U.S. Department of Labor
Employment Standards Administration
Office of Labor-Management Standards
St. Louis District Office
1222 Spruce Street
Room 9 109E
St. Louis, MO 63103
(314)539-2667 Fax: (314)539-2626

July 14, 2006

Mr. Larry Bleckler, Business Manager/Secretary-Treasurer
Laborers
Local 829
380 Market Street
Ste. Genevieve, MO 63670

     Re: Case Number

Dear Mr. Bleckler:

This office has recently completed an audit of Laborers Loc4l 829 under the Compliance Audit Program (CAP) to determine your organization's compliance with the provisions of the Labor-Management Reporting and Disclosure Act of 1959 (LMRDA). As discussed during the exit interview with you on June 21, 2006, the following problems were disclosed during the CAP. The matters listed below are not an exhaustive list of all possible problem areas since the audit conducted was limited in scope.

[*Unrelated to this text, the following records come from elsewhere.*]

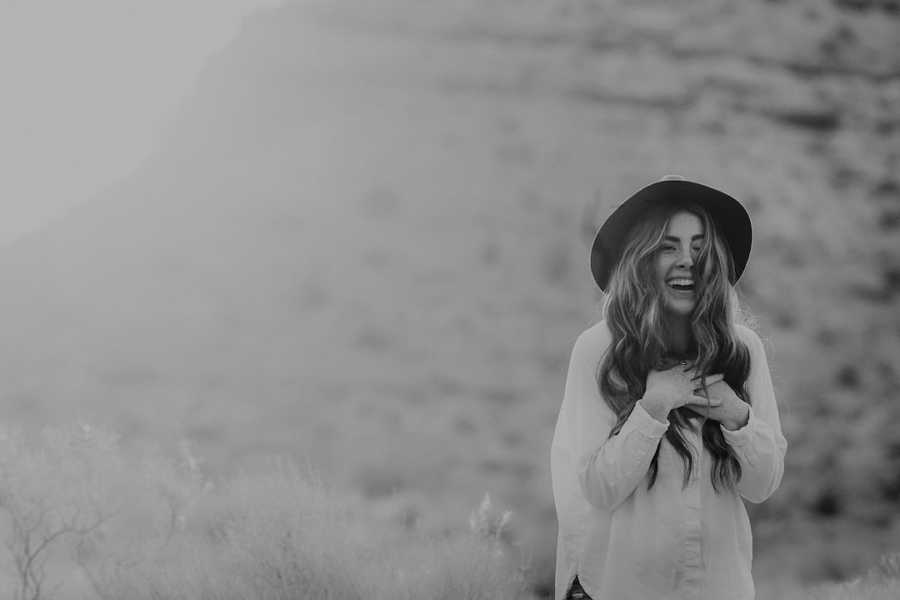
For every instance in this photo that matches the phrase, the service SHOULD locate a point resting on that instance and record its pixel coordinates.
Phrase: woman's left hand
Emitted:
(732, 412)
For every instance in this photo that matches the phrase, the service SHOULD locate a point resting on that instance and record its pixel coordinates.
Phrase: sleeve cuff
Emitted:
(641, 421)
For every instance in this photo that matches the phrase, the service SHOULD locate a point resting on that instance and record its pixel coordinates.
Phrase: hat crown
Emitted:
(673, 177)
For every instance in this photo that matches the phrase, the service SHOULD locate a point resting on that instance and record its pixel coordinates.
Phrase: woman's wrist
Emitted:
(654, 408)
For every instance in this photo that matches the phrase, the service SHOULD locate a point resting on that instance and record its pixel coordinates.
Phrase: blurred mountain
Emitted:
(364, 240)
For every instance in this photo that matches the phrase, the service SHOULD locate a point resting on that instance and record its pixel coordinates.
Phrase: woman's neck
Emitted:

The CAP disclosed that Local 829 failed to maintain adequate records in violation of Section 206 of the LMRDA. Title II of the LMRDA establishes certain reporting and record keeping requirements. Section 206 requires, among other things, that adequate records be maintained for at least five years by which each receipt and disbursement of funds, as well as all account balances, can be verified, explained, and clarified. As a general rule, all records used or received in the course of union business must be retained. This includes, in the case of disbursements, not only the retention of original bills, invoices, receipts, and vouchers, but also adequate additional documentation, if necessary, showing the nature of the union business requiring the disbursement, the goods or services received, and the identity of the recipients of the goods or services.

The following record keeping deficiencies were revealed during the audit of Local 829's 2005 records:

1. Receipts for miscellaneous supplies and refreshments being purchased by the local at an area grocery store were not being retained.

2. Vouchers being submitted by union officers for lost wages do not adequately identify the union business being conducted that required lost wages be incurred. For example, these vouchers should detail the purpose of each lost time claim such as attendance at union meetings or conferences. In addition, the lost time vouchers should specifically identify if the wages being claimed from the union are for missed overtime pay which resulted from conducting union business during that pay period.

As the local agreed to correct these deficiencies immediately, no further action is needed.

I want to extend my personal appreciation to Laborers Local 829 for the cooperation and courtesy extended during this compliance audit. I strongly recommend that you make sure this letter and the compliance assistance materials provided to you are passed on to future officers. If we can provide any additional assistance, please do not hesitate to call.